The power of the Passover seder lies in the fact that it’s always the same. And always different.
In our family, certain foods are non-negotiable – Big Grandma’s matzo ball soup, Little Grandma’s chremsels, Manischewitz. Other parts of the menu vary. Lately I’ve been substituting Yeminite charoset for the Ashkanazik standard. I’ve eliminated tzimmes and added matzo crunch.
Likewise, each year, our family uses the same Haggadah we’ve been using for years. The set was handed down to me in the 1990s, when my parents updated to a newer edition. We wouldn’t abandon these old books for the world. The pages are stained with the wine and charoset of Passovers past, and four separate volumes are marked up with the names of the loved ones, many long gone, assigned each year’s parts – first in my father’s hand and then in mine. You couldn’t ask for more tangible connection to tradition.
And we would never dream of changing or omitting the core texts, like the blessings, the four questions and Chad Gadya, to name just a few. But lots of the translations and footnotes feel dated, or just like missed opportunities to explore something more.
So while we stick with the old, I sometimes add something new. This year it was poetry. Early Monday afternoon, between cooking the chicken and setting the table, I scoured my bookshelves, and picked out four poems to augment the traditional seder text. I marked the pages, and scattered the books around the table, alongside the Haggadahs, and at the appropriate time, asked someone to read.
Karpas
The first thing you eat at the seder is a green vegetable dipped in salt water. In our house, it’s parsley. Sometimes at this point we read the note in our Haggadah about springtime and renewal. Sometimes we read lines from the Song of Songs about winter being over. This year, we read this:
David Budbill
Out walking in the swamp picking cowslip, marsh marigold,
This sweet first green of spring. Now sautéed in a pan melting
To a deeper green than ever they were alive, this green, this life,
Harbinger of things to come. Now we sit at the table munching
on this message from the dawn which says we and the world
are alive again today, and this is the world’s birthday. And
even though we know we are growing old, we are dying, we
will never be young again, we also know we’re still right here
now, today, and, my oh my! don’t these greens taste good.
Plagues
There are lots of ways to bring to life the ten plagues the Egyptians suffered before the Israelites fled. I read on Facebook that my rabbi was using ping pong balls to simulate the seventh plague, which is hail. I chose this:
Kay Ryan
Like a storm
of hornets, the
little white planets
layer and relayer
in their high orbits,
getting more and
more dense before
they crash against
our crust. A maelstrom
of ferocious little
fists and punches,
so hard to believe
once it’s past.
Pharaoh: Arch-Tyrant
After we recite the plagues, I like to read a section from Rabbi Mordecai Kaplan’s New Haggadah, in which he expands on the concept of the Pharoah. Kaplan writes, “….Pesach means more than that first emancipation the Israelites won from Pharoah when they left Egypt…It means emancipation wrested from the yoke of conquerors, freedom from the bonds of slavery, and the right of peoples to self-determination.”

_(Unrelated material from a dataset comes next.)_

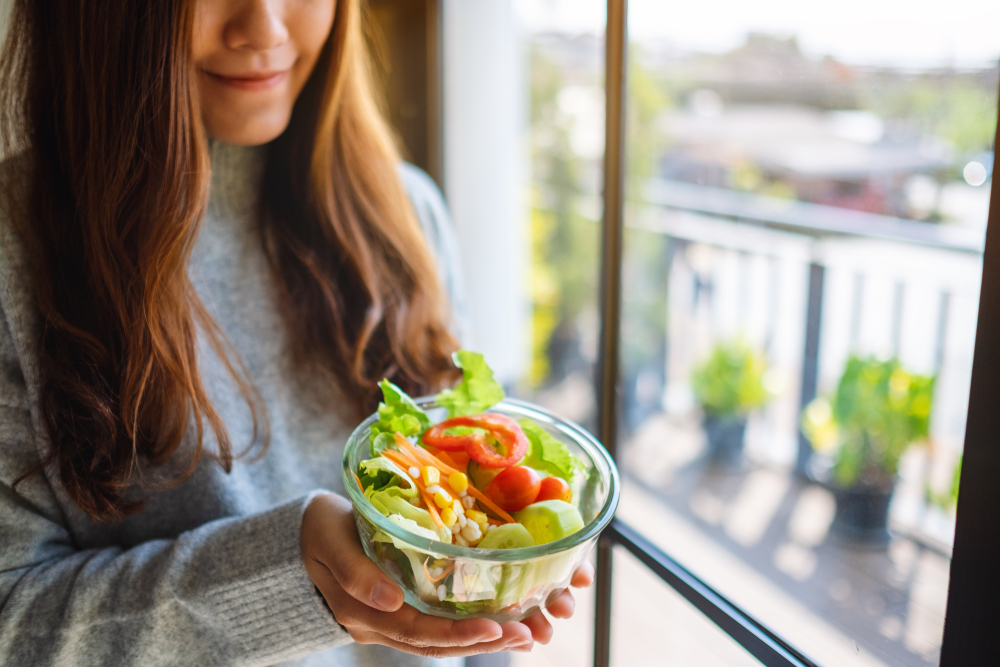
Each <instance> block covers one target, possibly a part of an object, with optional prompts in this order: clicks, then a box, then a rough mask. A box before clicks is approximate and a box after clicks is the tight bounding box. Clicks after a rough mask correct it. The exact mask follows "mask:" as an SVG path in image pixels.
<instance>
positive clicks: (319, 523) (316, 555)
mask: <svg viewBox="0 0 1000 667" xmlns="http://www.w3.org/2000/svg"><path fill="white" fill-rule="evenodd" d="M302 560H303V562H304V563H305V566H306V571H307V572H308V573H309V576H310V578H312V580H313V583H314V584H316V586H317V587H318V588H319V590H320V592H321V593H322V594H323V597H324V598H325V599H326V602H327V604H328V605H330V609H331V610H332V611H333V615H334V617H335V618H336V619H337V621H338V622H339V623H340V624H341V625H343V626H344V627H345V628H347V631H348V633H350V635H351V637H352V638H353V639H354V640H355V641H356V642H358V643H359V644H382V645H384V646H391V647H392V648H395V649H399V650H401V651H406V652H407V653H414V654H417V655H423V656H429V657H435V658H443V657H450V656H468V655H475V654H478V653H492V652H494V651H507V650H521V651H526V650H530V649H531V647H532V645H533V644H534V642H535V641H538V642H540V643H543V644H545V643H548V641H549V639H550V638H551V637H552V626H551V625H550V624H549V622H548V620H547V619H546V618H545V616H544V614H542V613H541V612H538V613H537V614H534V615H533V616H530V617H529V618H526V619H524V621H522V622H514V621H511V622H508V623H496V622H495V621H490V620H488V619H483V618H478V619H468V620H463V621H452V620H448V619H445V618H439V617H437V616H429V615H427V614H421V613H420V612H418V611H417V610H416V609H414V608H413V607H410V606H409V605H404V604H403V592H402V591H401V590H400V589H399V587H398V586H397V585H396V584H395V583H393V581H392V580H390V579H389V578H388V577H387V576H386V575H385V574H384V573H383V572H382V571H381V570H380V569H379V568H378V566H376V565H375V563H373V562H372V561H371V560H370V559H369V558H368V556H366V555H365V552H364V550H363V549H362V547H361V542H360V540H359V538H358V533H357V528H356V526H355V523H354V517H353V515H352V512H351V503H350V501H348V500H346V499H344V498H342V497H340V496H337V495H334V494H323V495H321V496H317V497H316V498H315V499H313V501H312V502H310V503H309V507H307V508H306V511H305V514H304V516H303V517H302ZM592 580H593V568H591V567H590V565H589V563H588V564H586V565H585V566H584V567H582V568H580V569H579V570H577V572H576V573H575V574H574V575H573V581H572V585H573V586H589V585H590V583H591V581H592ZM573 608H574V601H573V596H572V594H571V593H570V592H569V591H568V590H567V591H562V592H560V593H559V594H557V595H555V596H554V597H553V599H552V602H551V603H549V604H548V606H547V609H548V611H549V613H550V614H552V616H554V617H556V618H569V617H570V616H572V615H573Z"/></svg>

This year I augmented that reading with this poem:
Langston Hughes
Democracy will not come
Today, this year
Nor ever
Through compromise and fear.
I have as much right
As the other fellow has
To stand
On my two feet
And own the Land.
I tire so of hearing people say,
Let things take their course.
Tomorrow is another day.
I do not need my freedom when I’m dead.
I cannot live on tomorrow’s bread.
Freedom
Is a strong seed
Planted
In a great need.
I live here, too.
I want freedom
Just as you.
Hallel
Shortly before the meal, we recite a series of Psalms praising God. I included my fourth and last poem here.
Anne Sexton
There is joy
in all:
in the hair I brush each morning,
in the Cannon towel, newly washed,
that I rub my body with each morning,
in the chapel of eggs I cook
each morning,
in the outcry from the kettle
that heats my coffee
each morning,
un the spoon and the chair
that cry “hello there, Anne”
each morning,
in the godhead of the table
that I set my silver, plate, cup upon
each morning.
All this is God,
right here in my pea-green house
each morning
and I mean,
though often I forget,
to give thanks,
to faint down by the kitchen table
in a prayer of rejoicing
as the holy birds at the kitchen window
peck into their marriage of seeds.
So while I think of it,
let me paint a thank-you on my palm
for this God, this laughter of the morning,
lest it go unspoken.
The Joy that isn’t shared, I’ve heard,
dies young.
I’m hanging onto these poems for next year. We’ll probably read at least some of them again, just like some of the recipes we’ve added over the years, and have become a part of our tradition.